Além disso, Frias, nas atuais condições de temperatura e pressão, ainda teria dificuldade de executar o dinheiro que a Lei Paulo Gustavo mira porque poderia esbarrar na emenda do teto, que limita gastos do governo. Ou seja, se a Lei Paulo Gustavo não vingar, dificilmente esse dinheiro será repassado ao setor cultural. E, caso vingue, não deve afetar o orçamento de Frias negativamente.

Só que a medida iria além. A ideia é que esse dinheiro liberado seja executado por estados e municípios, assim como aconteceu com a Lei Aldir Blanc. No ano passado, esta última representou um aporte sem precedentes ao setor cultural brasileiro. Foram R$ 3 bilhões destinados aos estados, Distrito Federal e municípios.

Neste ano, veio a constatação de que o coronavírus não daria trégua tão cedo. Atingimos a marca de 500 mil mortos, enquanto setores como a cultura ainda enfrentam uma série de restrições num cenário em que mecanismos que poderiam facilitar o direcionamento de dinheiro não existem mais –o estado de calamidade pública e o chamado orçamento de guerra.

Um especialista diz acreditar que o embate em torno da Lei Paulo Gustavo, mais do que um debate orçamentário, tem tonalidades profundamente políticas. Caso o projeto tivesse sido costurado por um partido de centro, possivelmente encontraria menos pedras no caminho, ele diz. Só que o projeto de lei complementar Paulo Gustavo é de autoria de um grupo de senadores formado, em sua maioria, por petistas.

Segundo o advogado Renato Dolabella, é preciso aprender com a experiência da Lei Aldir Blanc, mirando também os percalços pelos quais a execução dela passou. Existem casos de estados e municípios em que o dinheiro ainda não chegou a todos da ponta final do setor –aos profissionais da cultura. “Naquela incerteza toda que se gerou, teve município que recusou os recursos da Lei Aldir Blanc. Poderia ter sido executado, ajudado a população local.”

“Essa demora tem a ver com a nossa cultura burocratizante, com a nossa cultura jurídica. Quando a Lei Aldir Blanc saiu, era uma situação nova, mas muitos órgãos públicos enxergaram aquilo com as regras burocráticas habituais, que não são construídas na lógica emergencial”, diz Dolabella. “É muito importante que os órgãos de controle, Ministério Público, Tribunal de Contas, tenham consciência do que é efetivamente uma lei emergencial.”

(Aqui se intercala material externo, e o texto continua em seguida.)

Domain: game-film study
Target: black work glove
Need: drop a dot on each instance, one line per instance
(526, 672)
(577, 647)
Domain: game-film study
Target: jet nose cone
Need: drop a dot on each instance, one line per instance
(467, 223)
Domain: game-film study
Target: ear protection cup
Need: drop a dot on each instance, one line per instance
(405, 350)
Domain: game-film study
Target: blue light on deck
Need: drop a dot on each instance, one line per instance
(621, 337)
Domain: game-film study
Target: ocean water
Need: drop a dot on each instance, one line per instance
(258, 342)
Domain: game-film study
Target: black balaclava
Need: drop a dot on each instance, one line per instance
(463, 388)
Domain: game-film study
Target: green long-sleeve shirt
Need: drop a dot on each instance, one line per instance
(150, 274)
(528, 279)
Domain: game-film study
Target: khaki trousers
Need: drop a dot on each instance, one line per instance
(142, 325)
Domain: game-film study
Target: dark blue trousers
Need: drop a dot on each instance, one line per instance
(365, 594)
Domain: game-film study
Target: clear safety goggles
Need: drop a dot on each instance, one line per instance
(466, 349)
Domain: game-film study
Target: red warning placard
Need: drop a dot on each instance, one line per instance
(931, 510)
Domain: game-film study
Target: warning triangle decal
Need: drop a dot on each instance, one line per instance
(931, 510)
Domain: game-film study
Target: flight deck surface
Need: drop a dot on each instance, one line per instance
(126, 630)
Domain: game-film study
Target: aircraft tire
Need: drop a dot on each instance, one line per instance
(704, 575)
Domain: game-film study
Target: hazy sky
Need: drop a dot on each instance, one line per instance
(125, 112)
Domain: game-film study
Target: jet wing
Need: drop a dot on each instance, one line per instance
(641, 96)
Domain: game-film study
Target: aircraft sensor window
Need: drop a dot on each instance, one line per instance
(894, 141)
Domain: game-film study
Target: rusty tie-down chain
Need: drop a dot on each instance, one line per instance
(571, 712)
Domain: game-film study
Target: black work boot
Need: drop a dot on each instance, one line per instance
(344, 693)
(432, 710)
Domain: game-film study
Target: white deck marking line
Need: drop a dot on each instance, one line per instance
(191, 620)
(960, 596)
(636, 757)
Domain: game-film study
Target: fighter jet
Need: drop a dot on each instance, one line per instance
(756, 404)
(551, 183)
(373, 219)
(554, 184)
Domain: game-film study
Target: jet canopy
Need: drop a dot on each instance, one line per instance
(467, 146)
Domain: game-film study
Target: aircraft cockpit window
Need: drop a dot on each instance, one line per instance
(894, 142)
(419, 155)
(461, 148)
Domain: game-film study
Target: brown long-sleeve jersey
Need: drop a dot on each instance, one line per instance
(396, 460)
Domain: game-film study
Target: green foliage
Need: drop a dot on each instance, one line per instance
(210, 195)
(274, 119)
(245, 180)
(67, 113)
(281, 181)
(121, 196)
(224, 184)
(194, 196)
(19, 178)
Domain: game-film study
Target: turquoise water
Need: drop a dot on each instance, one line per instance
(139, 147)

Nesse contexto, a avaliação de grande parte do setor cultural é de que a gestão Mario Frias mais trava o andamento dos mecanismos de fomento do que ajuda na recuperação da crise. Daí a necessidade, defendida pela oposição, de descentralizar a execução dos recursos para a Cultura, a serem executados por estados e municípios. Alguns episódios confirmam essa percepção.

Em março, por exemplo, Frias suspendeu, por 15 dias, a análise de propostas de Lei Rouanet para artistas de cidades que adotaram medidas de restrição circulação. O secretário de Fomento, o PM André Porciuncula, não lançou até hoje um edital que escolheria os membros da comissão responsável por sanar dúvidas e dar o sinal verde ou não para projetos culturais a serem incentivados. Com isso, cabe só a Porciuncula a decisão final sobre um projeto que pretende captar via Rouanet.

A Ancine, enquanto analisa prestações de contas de quase 20 anos atrás, teve uma diminuição considerável nos editais de fomento direto ao audiovisual, desde o início do governo Bolsonaro, levando a uma quase paralisia do setor do audovisual.

No início do ano, Mario Frias comemorou em suas redes sociais uma decisão da Justiça que teria barrado a liberação de “R$ 700 milhões da Lei Rouanet”. Além de apresentar um dado errado, o secretário demonstrava encarar como positiva uma suposta diminuição de recursos para o setor cultural –o que muitos de seus seguidores chamaram de mamata, na ocasião.

Não por acaso, circula entre opositores do governo Bolsonaro, mas também em círculos de direita não bolsonaristas, a máxima que a gestão Mario Frias é “inimiga da cultura”.